Here's my current logic. I've written a function, getLogHits(), that gets a list of files in the 'logs' directory for the account in question. For each file in the list, the function decompresses the file and sends the filename to another function, analyzeLogFile(), which in turn reads the data from the file line by line and stores any hits within the date range in an array. Once it finds a hit that is outside the date range, it closes the file and returns the array. getLogHits() then recompresses the file and moves to the next file in the list.
After some experimentation with the PHP extensions for de/compressing log files, I determined that calling the 'gzip' utility via the exec() function was faster. Decompression usually takes between 0 and 1 seconds, recompression takes between 1 and 2 seconds. Over all, the best case scenario is that a file contains no relevant data and takes an average of 2 seconds to perform an open-and-close analysis. That being the case, I don't think compression is the bottleneck in my script.
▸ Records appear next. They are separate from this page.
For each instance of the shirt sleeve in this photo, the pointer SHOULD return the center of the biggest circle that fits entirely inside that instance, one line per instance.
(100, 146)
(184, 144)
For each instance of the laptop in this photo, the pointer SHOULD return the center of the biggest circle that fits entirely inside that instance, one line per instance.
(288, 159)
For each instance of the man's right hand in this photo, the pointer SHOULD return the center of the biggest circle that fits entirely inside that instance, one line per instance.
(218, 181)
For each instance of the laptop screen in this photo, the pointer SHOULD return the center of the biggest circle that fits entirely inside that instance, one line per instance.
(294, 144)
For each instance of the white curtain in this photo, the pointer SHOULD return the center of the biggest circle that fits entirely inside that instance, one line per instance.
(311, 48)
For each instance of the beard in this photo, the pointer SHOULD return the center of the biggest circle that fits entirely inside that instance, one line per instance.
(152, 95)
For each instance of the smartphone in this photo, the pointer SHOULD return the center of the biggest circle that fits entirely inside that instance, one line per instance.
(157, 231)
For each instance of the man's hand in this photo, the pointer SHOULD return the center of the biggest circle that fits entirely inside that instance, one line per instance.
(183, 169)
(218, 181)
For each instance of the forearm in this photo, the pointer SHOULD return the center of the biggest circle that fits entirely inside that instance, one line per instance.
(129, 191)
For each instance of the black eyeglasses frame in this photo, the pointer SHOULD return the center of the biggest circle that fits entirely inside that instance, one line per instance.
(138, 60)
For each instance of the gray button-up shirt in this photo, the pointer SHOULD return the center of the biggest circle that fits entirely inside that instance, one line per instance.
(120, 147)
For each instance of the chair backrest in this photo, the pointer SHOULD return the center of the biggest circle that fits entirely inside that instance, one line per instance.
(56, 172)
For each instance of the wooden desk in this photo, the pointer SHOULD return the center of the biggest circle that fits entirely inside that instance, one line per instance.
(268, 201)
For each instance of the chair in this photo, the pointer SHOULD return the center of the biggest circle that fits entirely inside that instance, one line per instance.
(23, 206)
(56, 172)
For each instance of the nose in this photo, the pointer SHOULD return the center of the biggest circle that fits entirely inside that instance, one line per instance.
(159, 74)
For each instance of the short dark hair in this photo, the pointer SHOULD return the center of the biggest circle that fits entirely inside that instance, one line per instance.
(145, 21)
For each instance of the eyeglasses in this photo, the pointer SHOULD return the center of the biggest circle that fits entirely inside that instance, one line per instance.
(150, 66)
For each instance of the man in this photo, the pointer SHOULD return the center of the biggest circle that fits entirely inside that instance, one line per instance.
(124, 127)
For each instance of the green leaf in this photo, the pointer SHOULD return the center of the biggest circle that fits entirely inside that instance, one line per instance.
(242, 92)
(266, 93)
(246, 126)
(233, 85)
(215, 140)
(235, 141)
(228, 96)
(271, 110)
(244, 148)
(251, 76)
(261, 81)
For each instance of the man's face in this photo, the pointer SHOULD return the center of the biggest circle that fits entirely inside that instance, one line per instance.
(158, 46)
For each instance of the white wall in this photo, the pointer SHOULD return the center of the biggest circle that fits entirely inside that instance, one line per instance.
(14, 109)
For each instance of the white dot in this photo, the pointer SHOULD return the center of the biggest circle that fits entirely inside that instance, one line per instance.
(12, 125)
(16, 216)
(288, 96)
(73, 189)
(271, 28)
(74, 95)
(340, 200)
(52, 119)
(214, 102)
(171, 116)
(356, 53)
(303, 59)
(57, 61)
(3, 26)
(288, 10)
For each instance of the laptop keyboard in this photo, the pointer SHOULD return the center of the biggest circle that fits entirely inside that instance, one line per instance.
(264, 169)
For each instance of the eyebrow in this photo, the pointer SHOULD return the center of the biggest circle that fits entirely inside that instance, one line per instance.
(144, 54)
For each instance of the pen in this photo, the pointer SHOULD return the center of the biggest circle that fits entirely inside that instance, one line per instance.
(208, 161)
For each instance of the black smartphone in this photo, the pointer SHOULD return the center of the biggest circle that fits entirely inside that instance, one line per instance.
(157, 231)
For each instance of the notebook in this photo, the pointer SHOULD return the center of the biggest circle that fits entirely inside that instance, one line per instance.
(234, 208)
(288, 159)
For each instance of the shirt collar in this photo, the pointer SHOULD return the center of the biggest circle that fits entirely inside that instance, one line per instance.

For analysis, I'm using ereg() to search for whatever pattern is necessary. Each line in each log file (up until the date range is compromised) is analyzed using this pattern and added to an array if it's a match.
Part of my problem is that, because I have to check each file, the processing required for generating a report that spans even just the past 90 days is a problem if the site has been on the server for as long as several years. At the moment, the site I'm testing it on produces the error below before it reaches the end of the process. I've included the address to the script itself and the address to display the source code for the test I'm running. Any and all comments and criticism would be greatly appreciated.
Fatal error: Allowed memory size of 104857600 bytes exhausted (tried to allocate 35 bytes) in /home/ccc10k/web/get_log_hits.php on line 74
Executable test file
Test file source code
Function file source code
Let's say there's this Linux box. This box runs a daily chron job that fires off a Perl script, which in turn checks the file size of the current Apache log file for each web server user account. If the file size exceeds a preset amount (about 15 MB), it appends a current date stamp to the filename, compresses it using the 'gzip' utility, and starts a new log file.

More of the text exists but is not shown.